- Type: Naval gun
- Place of origin: United States

Service history
- Used by: United States Navy

Production history
- Designer: Bureau of Ordnance
- Designed: 1917
- Manufacturer: US Naval Gun Factory (NGF)
- Produced: 1918-1921
- No. built: Nos. 256–285 NGF; Nos. 286–301 Midvale; Nos. 302–334 NGF;
- Variants: Mark 7 Mod 0

Specifications
- Mass: 5,560 lb (2,520 kg) (without breech block); 5,560 lb (2,520 kg) (with breech block);
- Length: 190 in (4,800 mm)
- Barrel length: 182.9 in (4,650 mm) bore (22.9 (23) calibers)
- Shell: 285 lb (129 kg)
- Caliber: 8 in (203 mm)
- Elevation: −5° to +20°
- Traverse: −150° to +150°
- Rate of fire: 3–4 round per minute
- Muzzle velocity: 700 ft/s (210 m/s)
- Effective firing range: 2,600 yd (2,400 m) at 20.8° elevation

= 8-inch/23-caliber gun =

The 8"/23 caliber gun (spoken "eight-inch-twenty-three-caliber") were planned as an anti-submarine warfare howitzer that could be mounted on destroyers. It was further planned that they would be mounted on gunboats, cruisers, and battleships.

==Design==
After the successful testing of the British 7.5-inch howitzer for anti-submarine warfare (ASW), US Force Commander, Vice Admiral William Sims, recommended that the US Navy develop a similar weapon, with a range of 2800 yd and a bursting charge of 71 lb. Two of the British guns were placed on , after which Sims recommended placing two of the new Mark 8s on all US destroyers. It was expected that the new gun would replace the standard 4 in/50 caliber Mk 9 guns on the same Mk 11 Mod 1 or 2 mounts.

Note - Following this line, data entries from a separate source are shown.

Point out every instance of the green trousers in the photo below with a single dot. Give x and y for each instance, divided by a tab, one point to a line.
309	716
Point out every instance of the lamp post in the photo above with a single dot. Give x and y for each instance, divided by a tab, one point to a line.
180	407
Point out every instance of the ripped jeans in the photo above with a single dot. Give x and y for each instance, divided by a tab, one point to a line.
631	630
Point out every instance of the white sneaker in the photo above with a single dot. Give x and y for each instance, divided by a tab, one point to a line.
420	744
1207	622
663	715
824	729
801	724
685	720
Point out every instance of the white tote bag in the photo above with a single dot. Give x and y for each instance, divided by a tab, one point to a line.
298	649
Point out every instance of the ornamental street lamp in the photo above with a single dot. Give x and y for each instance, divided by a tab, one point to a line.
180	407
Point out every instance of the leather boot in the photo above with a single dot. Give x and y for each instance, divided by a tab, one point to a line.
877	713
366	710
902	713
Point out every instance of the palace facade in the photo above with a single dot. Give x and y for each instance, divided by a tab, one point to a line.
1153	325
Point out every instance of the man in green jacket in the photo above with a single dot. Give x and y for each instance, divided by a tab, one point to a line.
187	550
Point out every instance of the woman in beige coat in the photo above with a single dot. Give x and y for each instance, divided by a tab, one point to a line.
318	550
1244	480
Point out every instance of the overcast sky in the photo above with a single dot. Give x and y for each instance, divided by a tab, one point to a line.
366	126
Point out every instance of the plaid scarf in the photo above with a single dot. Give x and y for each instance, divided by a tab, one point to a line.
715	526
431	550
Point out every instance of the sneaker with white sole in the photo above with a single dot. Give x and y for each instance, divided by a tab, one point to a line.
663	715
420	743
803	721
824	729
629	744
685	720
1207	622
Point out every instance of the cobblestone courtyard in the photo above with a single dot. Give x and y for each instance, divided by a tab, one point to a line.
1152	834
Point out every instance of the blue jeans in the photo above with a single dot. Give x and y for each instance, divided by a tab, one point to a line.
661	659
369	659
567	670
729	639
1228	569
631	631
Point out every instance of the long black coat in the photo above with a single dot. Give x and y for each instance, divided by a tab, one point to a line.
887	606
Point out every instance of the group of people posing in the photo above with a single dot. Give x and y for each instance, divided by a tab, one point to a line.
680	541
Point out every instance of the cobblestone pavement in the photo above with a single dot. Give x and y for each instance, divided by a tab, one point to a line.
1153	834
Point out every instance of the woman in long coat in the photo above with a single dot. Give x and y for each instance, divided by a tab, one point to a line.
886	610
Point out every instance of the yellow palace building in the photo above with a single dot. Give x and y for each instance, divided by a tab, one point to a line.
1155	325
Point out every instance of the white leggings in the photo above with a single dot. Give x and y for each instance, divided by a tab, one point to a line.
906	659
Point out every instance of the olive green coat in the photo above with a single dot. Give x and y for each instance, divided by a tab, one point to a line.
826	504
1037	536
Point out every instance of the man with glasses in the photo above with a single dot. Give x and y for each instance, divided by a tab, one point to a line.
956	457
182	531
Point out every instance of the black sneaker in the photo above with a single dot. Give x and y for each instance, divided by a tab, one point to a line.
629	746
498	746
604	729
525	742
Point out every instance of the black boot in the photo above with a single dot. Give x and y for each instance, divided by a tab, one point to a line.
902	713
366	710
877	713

The gun was designed to fire a flat-nose Mk 12 Mod 4 shell, that was 43.25 in long and weighed 285 lb, including the 75 lb bursting charge, 2600 yd. It also could have been modified, by adding an arbor or similar insert into its barrel, for firing a depth charge.

==Construction==
The gun consisted of a tube of single alloy-steel forging. They weighed 5560 lb, with the breech, with a barrel length of 190 in and a bore of 23 calibers.

==Service history==
Gun No. 256, was fire tested in February 1918. Eighty-nine guns were ordered, from both the US Naval Gun Factory (NGF) and Midvale Steel. Some of the gun cards though, have blank completion dates, with No. 326, being the highest gun tested, with a firing date of 20 December 1921. In the end, none were ever mounted and none survived until WWII.